Legislators are in Boise this week, starting on what, we hope, will be the people’s business. As citizens, our job extends beyond the ballot box. We voted, now it’s time to watch to see if our “representatives” will, in fact, represent us.
First, the elephant in the room: Idahoans overwhelmingly approved Proposition 2, and Bonneville County saw one of the highest passage rates in the state — garnering more votes than the legislators elected. We, the people of Idaho, turned out to make a point. And, a recent poll commissioned by Idaho Politics Weekly indicates that 72 percent of Idahoans think expanding healthcare to others is important.
However, some legislators are already talking about burdening the people’s legislation (allowed by the Idaho Constitution) with ineffective and fiscally inefficient work requirements. Luke Mayville has already done a good job of pulling up data indicating that Medicaid work requirements don’t actually do anything meaningful — other than waste money while limiting coverage to those Medicaid is designed to help.
Idahoans already voted. Let’s not turn our Idaho approach into a failed approach used by those in other states.
But as much as we need to watch our legislators for what they do to implement Proposition 2 like we asked for, there will be other issues that will impact us, and we can’t let the fight over getting our “representatives” to actually represent us on one issue overshadow other things that matter to us.
In past years, the Legislature has made power grabs, limiting local control over such issues as sales tax. We also need to watch what has become a perennial refusal by the Legislature to adequately address the educational needs of our children.
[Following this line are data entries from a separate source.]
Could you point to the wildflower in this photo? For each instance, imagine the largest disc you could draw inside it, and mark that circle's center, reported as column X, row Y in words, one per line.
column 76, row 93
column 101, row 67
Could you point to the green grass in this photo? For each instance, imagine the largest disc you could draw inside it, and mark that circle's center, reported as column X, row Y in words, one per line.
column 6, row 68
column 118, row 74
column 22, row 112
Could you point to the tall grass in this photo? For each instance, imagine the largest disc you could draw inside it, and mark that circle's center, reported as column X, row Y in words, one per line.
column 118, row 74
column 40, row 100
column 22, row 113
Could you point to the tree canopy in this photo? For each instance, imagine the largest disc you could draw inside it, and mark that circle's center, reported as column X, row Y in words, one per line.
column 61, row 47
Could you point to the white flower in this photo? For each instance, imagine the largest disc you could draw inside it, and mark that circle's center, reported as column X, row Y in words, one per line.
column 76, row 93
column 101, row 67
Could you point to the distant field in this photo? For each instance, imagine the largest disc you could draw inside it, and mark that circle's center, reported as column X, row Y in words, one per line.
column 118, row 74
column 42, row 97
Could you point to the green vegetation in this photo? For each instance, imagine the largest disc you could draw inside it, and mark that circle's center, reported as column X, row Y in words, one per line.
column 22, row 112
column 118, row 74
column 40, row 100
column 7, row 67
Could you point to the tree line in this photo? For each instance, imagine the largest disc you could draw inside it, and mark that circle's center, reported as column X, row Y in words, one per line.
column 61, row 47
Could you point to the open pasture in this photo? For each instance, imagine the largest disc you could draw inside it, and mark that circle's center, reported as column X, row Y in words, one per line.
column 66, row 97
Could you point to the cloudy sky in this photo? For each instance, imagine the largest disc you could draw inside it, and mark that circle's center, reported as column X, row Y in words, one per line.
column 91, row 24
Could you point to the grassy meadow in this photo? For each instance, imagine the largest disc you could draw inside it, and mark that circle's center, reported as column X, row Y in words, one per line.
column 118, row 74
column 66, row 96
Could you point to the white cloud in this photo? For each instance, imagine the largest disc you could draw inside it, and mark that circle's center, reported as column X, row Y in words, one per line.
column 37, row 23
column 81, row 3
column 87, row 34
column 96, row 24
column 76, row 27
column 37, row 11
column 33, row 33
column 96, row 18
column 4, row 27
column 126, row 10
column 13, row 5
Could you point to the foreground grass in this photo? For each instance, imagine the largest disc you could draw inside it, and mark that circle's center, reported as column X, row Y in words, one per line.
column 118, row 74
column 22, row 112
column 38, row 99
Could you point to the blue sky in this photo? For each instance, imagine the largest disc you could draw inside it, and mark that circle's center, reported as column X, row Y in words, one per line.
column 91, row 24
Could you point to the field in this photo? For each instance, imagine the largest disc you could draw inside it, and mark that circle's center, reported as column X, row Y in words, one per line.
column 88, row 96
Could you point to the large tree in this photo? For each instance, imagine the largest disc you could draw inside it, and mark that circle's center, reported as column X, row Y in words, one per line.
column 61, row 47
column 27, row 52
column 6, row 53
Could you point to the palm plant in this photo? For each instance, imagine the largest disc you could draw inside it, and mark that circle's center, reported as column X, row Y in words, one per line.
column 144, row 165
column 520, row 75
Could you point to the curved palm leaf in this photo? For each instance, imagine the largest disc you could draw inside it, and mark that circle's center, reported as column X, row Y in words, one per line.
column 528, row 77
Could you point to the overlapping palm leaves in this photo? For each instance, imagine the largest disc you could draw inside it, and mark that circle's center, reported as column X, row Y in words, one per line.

Plus, let’s not forget that our “representatives” still allow Idaho law to support discrimination against hundreds of our LGBTQ+ citizens.
Additionally, we must remain on watch, lest our legislators sell off our public lands and limit our access to hunting, fishing, camping and hiking. These activities were highlights of my youth in Idaho and are memory-building opportunities for my son and me. Unfortunately, our legislators have shown themselves willing to engage in short-term enrichment over the long-term cultivation of a public outdoors as one of our best resources.
If we don’t start paying attention and holding our legislators accountable for the things they do in Boise, we’ll continue to wonder why with such a great economy, so many Idahoans have to work two or three jobs to make ends meet. Right here in Bonneville County, we have one of the state’s highest rates of working people living in or near poverty.
So, what do we care about? What should we ask our representatives to work on? On Saturday, January 12, at 12 p.m., various groups in the area will share their legislative priorities. We’ll be hosting this legislative preview at the CEI Healthcare Education Building in room 6163. We invite you to join us.